What do you think makes a person hirable?

I use my intuition as a compass and usually try people out, and that is hard to explain or teach because it’s something you just feel. I have also been hired once or twice in my life, so I don’t really know. But with the people I interview, or have interviewed, we either vibe or we don’t. Some people’s first impression is not great, but then there’s something about them that makes you trust them immediately, sometimes that inner compass fails and that’s ok too, but it’s great when it doesn’t and you find that one person who can read you and vice versa, because then you thrive and it works. It’s powerful.

What is your advice to making yourself stand out in your workplace?

Showing up on time and in shape; ready physically and mentally. Valuing what others do, respecting their time, their money, their business. Being honest and open even when it’s difficult and it doesn’t make you look good. Being invested in the job you are doing/applying for. Doing what you said you were going to, following up. It all comes back to honesty and empathy really. I find a lot of people in this business are so worried about trying to look cool, unbothered and in control all the time it’s just ridiculous. We are humans, that is not the way it works, we are vulnerable, we screw up and its fine because we learn from it. And although work is something tremendously personal and there’s no such thing as ‘not taking it personal’, we must learn to leave our egos out of it, or just tell them when to be quiet.

What are things you can do proactively boost your CV?

Keep it simple. On paper I think less is more. In person, sell yourself with a strong pitch.

Are there any tips you can give people entering the workforce?

Analyze the business you want to insert yourself into. Not just the industry but also the particular gallery, museum, studio or company you are interested in. Get involved as much as you can with it before applying. Fall in love with it first but be objective with its reality and what the job actually is and entails. Do not romanticize the position, and make sure you really want to be in it.

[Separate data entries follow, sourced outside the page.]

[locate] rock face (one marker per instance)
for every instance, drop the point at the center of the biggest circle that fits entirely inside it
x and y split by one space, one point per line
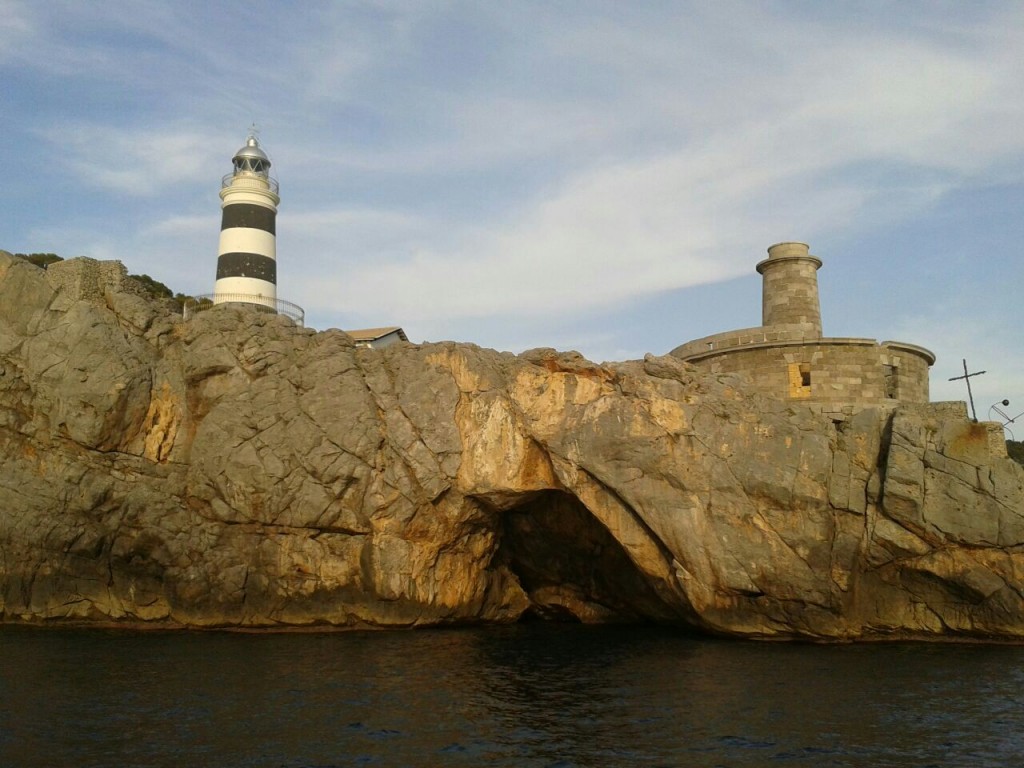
239 471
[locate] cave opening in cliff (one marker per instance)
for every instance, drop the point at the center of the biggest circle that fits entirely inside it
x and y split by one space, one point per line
570 566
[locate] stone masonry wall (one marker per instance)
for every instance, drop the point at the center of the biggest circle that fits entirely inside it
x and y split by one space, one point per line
834 371
87 280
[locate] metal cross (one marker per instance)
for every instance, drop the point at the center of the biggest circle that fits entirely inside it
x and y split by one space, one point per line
967 377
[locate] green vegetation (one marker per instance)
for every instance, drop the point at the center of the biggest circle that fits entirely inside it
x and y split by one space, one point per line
155 288
39 259
1016 451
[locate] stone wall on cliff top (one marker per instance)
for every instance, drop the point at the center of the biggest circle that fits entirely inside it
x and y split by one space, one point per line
239 471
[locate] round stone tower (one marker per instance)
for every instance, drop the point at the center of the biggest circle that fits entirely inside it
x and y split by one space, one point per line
247 264
790 288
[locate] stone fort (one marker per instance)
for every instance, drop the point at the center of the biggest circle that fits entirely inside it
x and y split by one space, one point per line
787 357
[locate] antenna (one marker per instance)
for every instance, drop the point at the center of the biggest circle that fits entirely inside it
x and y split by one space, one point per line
967 377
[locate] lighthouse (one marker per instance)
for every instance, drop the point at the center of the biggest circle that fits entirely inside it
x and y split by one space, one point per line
247 261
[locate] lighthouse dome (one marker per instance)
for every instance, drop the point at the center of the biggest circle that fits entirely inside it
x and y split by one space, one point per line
251 158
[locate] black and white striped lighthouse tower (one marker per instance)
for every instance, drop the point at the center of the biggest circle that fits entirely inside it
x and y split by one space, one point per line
247 261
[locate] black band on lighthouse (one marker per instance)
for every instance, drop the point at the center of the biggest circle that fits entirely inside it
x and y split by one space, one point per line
247 265
250 216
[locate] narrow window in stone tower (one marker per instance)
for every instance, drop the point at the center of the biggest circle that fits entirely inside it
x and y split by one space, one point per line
800 379
892 381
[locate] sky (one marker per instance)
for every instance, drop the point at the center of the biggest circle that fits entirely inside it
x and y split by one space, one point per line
597 176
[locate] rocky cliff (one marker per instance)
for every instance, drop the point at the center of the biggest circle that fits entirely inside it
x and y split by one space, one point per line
236 470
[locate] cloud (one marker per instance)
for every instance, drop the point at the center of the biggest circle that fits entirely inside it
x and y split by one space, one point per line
141 162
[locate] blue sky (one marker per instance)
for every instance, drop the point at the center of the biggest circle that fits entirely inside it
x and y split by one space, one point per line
600 176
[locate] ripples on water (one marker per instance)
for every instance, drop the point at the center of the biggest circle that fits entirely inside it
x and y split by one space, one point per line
523 695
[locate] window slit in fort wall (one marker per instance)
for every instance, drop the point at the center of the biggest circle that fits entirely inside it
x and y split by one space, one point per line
800 379
891 381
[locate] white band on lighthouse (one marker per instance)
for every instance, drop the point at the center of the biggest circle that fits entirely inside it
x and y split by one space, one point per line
247 260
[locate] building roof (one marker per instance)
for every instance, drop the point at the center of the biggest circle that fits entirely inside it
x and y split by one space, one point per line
373 334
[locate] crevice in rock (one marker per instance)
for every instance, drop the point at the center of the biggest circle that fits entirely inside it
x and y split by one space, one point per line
570 567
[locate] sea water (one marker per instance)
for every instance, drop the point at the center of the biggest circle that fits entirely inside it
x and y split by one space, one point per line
536 694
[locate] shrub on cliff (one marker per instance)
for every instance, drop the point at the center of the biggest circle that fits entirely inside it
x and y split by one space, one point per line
1016 451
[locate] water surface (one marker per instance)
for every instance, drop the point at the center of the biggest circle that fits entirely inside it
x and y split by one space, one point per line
523 695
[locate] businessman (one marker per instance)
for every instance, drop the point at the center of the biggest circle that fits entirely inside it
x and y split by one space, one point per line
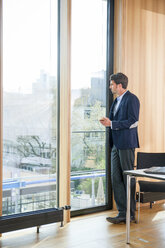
123 123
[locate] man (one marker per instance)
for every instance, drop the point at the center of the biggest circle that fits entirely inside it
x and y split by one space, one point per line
123 122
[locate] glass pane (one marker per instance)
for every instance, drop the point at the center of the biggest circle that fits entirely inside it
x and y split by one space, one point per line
29 105
88 103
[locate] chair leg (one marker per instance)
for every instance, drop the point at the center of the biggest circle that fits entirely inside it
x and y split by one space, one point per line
139 206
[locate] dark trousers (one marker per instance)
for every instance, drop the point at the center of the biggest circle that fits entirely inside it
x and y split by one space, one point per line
122 160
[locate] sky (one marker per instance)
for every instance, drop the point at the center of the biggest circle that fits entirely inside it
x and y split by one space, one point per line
30 41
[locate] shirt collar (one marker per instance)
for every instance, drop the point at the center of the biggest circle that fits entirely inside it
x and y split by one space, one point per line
120 97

In your experience, what are things to do and things to avoid during an interview?

DO: Prepare yourself. Ask questions. Show/explain why the job is important to you, why you want it, why you’d be great at it. Also: be yourself. Don’t try to impress people with something you won’t be able to sustain/prove if hired. AVOID: Showing up late, being unprepared, talking a lot about personal stuff that’s irrelevant to the job, or pretending to be something you are not simply to impress. I also find small talk unnecessary, and bad-mouthing former employees and colleagues is a terrible idea, and unfortunately more common than one would want.

Anything else about your experience in the art world that you would like to share?

Yes, a lot of it is not about art, but rather money, power, relations, and to be honest, a lot of boring administrative work. Think about what you actually want to do in the art world and why, keep your circle tight and small, and avoid the “enemy” or the “mean girl” narrative at all cost. It’s an easy and tempting trap, but it’s boring, infertile and very XX century. It’s 2020, we all need each other.

What is the best exhibition you have seen in the last year?

I go back to the performance program of the 2019 Venice Biennale a lot. It was curated by Delfina Foundation’s Aaron Cezar and it included artists like Zadie Xa (with whom I work), the amazing Boychild, Alex Baczynski-Jenkins, Paul Maheke, Nástio Mosquito, Florence Peake & Eve Stainton and the wonderful Victoria Sin. The selection felt urgent and very appropriate for the times, and it was in perfect harmony with things and ideas I had been thinking about a lot in relation to my own body, identity (mine and others), genders (mine and others), language as a tool but also a prison and a limit, and borders, among other things. It felt like a gift to me.

If you could own a work by 5 different artists, who would be in your collection?

I started answering this question and had to stop because it got very difficult. It’s impossible to answer, because it would be more than 5.